What chance for rural India and rural media, in particular?
Agriculture never makes news! And all news today, urban news, right?
Unless there is some disaster like farmers’ suicides or some natural disasters! How sad and how our own priorities of living are corrupted. Corrupted by whom?
Our own politics and economics is one thing. Our own national traits, our own history have all given Indians their own twisted life’ beliefs and superstitions.
Modernity is a heavily-loaded word and it is also very urban phenomena, for agriculture, rural living and some such priorities are no more priorities with our own rulers!
Why this discourse?
This is no discourse, but certain disenchantment with our national priorities. Specially for Vadamalai Media, it is an uphill task given the normal priorities of development and government’s pro-business tilt.
Print media is in retreat, we are tired of hearing from the pundits and that is why we never got to hear any sensible person in government or pubic life talk of agriculture.
Anyway, our commitment is for enlightened agriculture policy-making and articulation of issues. Any way this is a country which had had a long history of famines under the British Raj. Just now we read a brief history of the Indian famines in the 1860s onwards, successive famines, in states like Odisha and also later in other parts and finally the most infamous for all, the Bengal famine of early 1940s.
A.O.Hume who founded the Indian National Congress was impelled by, among other things, the perennial debt of the Indian peasant. Soon after Dadabhai Naoroji wrote his classic, the Indian poverty and the unBritish Rule. So too his contemporary, another Congress President, R.C.Dutt.
Now, in independent India we had had our own failures and successes in tackling food shortages and the Green Revolution was a bright chapter.
Now?
Indian agriculture is a vast subject and a vast territory.
Our media venture in this area has found a niche market and a trusted clientale.
We have been helped to sustain this ‘rash leap into the dark’ by the sheer persistence. By the sheer commitment. A commitment that was borne of our own background.
A rural background that ties up to the land and the helpless farmer in far flung areas where angels fear to tread!
On the serious side, the majority of the Indian population is still poor and live in the villages.
India will remain for long (forever?) in the villages. (As in the rest of the countries in the world, right?).And right now, the average villager is suppressed and oppressed by several forces.

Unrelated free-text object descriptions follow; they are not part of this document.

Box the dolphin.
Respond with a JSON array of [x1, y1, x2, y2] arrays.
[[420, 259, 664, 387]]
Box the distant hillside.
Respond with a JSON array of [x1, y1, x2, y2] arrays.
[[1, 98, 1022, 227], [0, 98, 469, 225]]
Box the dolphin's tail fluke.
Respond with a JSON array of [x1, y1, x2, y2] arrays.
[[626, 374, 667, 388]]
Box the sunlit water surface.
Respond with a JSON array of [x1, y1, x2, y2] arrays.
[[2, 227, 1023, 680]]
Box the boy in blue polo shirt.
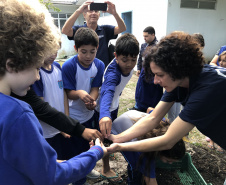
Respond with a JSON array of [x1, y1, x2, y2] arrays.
[[95, 33, 139, 182], [62, 27, 105, 185]]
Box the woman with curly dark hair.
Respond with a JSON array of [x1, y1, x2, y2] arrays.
[[107, 31, 226, 155]]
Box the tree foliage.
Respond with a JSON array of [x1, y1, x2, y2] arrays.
[[39, 0, 61, 12]]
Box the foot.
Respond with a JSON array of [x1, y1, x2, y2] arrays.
[[87, 169, 100, 179], [216, 146, 224, 154], [207, 143, 215, 150], [101, 169, 122, 183], [205, 137, 211, 142]]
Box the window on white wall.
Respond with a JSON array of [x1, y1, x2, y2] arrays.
[[100, 12, 111, 17], [51, 13, 72, 30], [180, 0, 217, 10]]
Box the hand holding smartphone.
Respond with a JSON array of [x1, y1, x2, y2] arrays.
[[89, 2, 107, 11]]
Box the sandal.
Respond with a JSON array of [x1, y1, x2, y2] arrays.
[[207, 143, 215, 150], [100, 173, 123, 184], [109, 153, 117, 160]]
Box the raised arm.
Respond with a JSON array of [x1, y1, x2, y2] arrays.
[[105, 1, 126, 35], [62, 1, 92, 37], [209, 55, 219, 66]]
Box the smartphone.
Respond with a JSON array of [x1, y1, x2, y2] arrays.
[[89, 3, 107, 11]]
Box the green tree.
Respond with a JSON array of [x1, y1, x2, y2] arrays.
[[39, 0, 61, 12]]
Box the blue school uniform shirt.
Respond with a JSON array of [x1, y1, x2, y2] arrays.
[[67, 24, 117, 67], [161, 64, 226, 149], [96, 59, 133, 121], [0, 93, 104, 185], [32, 62, 64, 138], [62, 55, 105, 123]]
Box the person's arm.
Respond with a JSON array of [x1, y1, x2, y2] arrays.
[[4, 110, 106, 184], [144, 177, 157, 185], [85, 87, 99, 110], [105, 1, 126, 35], [209, 55, 219, 66], [107, 116, 194, 153], [109, 101, 173, 143], [11, 89, 85, 137], [64, 90, 69, 116], [99, 67, 120, 137], [61, 1, 92, 37], [66, 89, 94, 103]]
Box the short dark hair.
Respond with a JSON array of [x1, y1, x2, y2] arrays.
[[143, 26, 155, 35], [115, 33, 139, 57], [74, 27, 99, 49], [144, 31, 205, 81], [192, 33, 205, 48]]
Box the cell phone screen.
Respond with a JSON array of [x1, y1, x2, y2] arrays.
[[89, 3, 107, 11]]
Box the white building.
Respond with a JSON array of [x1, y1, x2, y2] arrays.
[[50, 0, 226, 62]]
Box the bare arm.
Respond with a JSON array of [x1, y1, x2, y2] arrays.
[[209, 55, 219, 66], [66, 89, 94, 102], [105, 1, 126, 35], [89, 87, 99, 100], [107, 116, 194, 153], [109, 101, 173, 143], [64, 90, 69, 116], [61, 1, 93, 36]]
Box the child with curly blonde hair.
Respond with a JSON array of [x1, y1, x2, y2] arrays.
[[0, 0, 106, 184]]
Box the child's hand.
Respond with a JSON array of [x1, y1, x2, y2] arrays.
[[99, 117, 112, 138], [82, 128, 104, 141], [90, 138, 107, 157], [78, 90, 94, 104], [85, 100, 96, 110], [61, 132, 71, 138]]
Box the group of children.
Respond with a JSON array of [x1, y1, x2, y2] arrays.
[[32, 21, 141, 184], [1, 1, 225, 185], [0, 0, 106, 185]]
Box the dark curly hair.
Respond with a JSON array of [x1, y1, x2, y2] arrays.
[[192, 33, 205, 48], [144, 31, 205, 81], [0, 0, 60, 76]]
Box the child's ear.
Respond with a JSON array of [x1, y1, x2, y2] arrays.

One is the neglect of the villagers by the government, including the incumbent government. Justice for the farmers, including their right to property. The status of this Constitutional right is yet to be settled. So too many other land-related issues.
Vadamalai Media, now in its 25th year, is also into digital space. Our website (www.agricultureinfromation.com) is the world’s largest agri portal. We intend to deliver our prompt and online services through the digital medium as well.
We have proved one or two myths also in our media journey. All media is not driven by greed and profit. Once journalism was categorised as journalism proper and the rest as development journalism. The pay and perks and social recognition were low. Whereas in urban centres high profile journalism thrived. Good perks, often tied with other thrown-ins like a part in Prime Minister’s foreign journeys etc.
Also, sometimes certain awards, the Padma and non-Padmas!
So, we had thrived and are able to stand up to the many pretensions and fears masqueraded as fighting for independent journalism.
Independent journalism, as of now, is non-existent. Journalists everywhere have become, it seems, endangered species.
There is everywhere, as they say in Europe, the rise of lliberalism, in media and in the rest of the society.
One reason for the devalued status of the media in the scheme of things is the media barons’ own greed and aggrandisement.
The growth in the Indian media, as on date, is fine for certain categories. Vadamalai publishes also in Tamil and Kannada languages.
We are small, not only beautiful but also reliable and trustworthy too!
Even the biggest corporate have acquired taste for media power.
So, when the politics becomes illiberal, the media too becomes party to this development and the successful politician, man or woman, who acquires power through sheer populism become paranoid and the fear of the media also percolates down the line. Also the independent judiciary are all distorted.
Media experts say that in India the regional language media is predominant; some 60 percent of the audience speak the regional languages. So, the quick-fix monopoly industry tries its hands in regional cinema and thus, the once healthy film industry has now become too bloated and produces some of the worst trashes in the name of popular cinema!
Even the art film, the quality cinema, even in some few languages like Marathi and Bengalis struggle to survive and find its feet.
A healthy country, a healthy government must have a vigorous and open-minded media policy, culture policy to encourage a healthy and free society.
The outlook right now is rather not comfortable. The DD is a drag. The film censor board is another disaster. How much valuable time and energy the country spent on getting clearance for one film!
All our art and culture institutions are almost shut up.
So, media and culture are subjects that, luckily, don’t lend themselves to talks by simpletons. Let us hope, there is a more open-minded room for so much that is more vital and valuable that is now left out of our present national discourse.
So, agricuture, agriculture media and such other priorities have to fight for a place in the sun.
Brand power of the agri media also needs attention.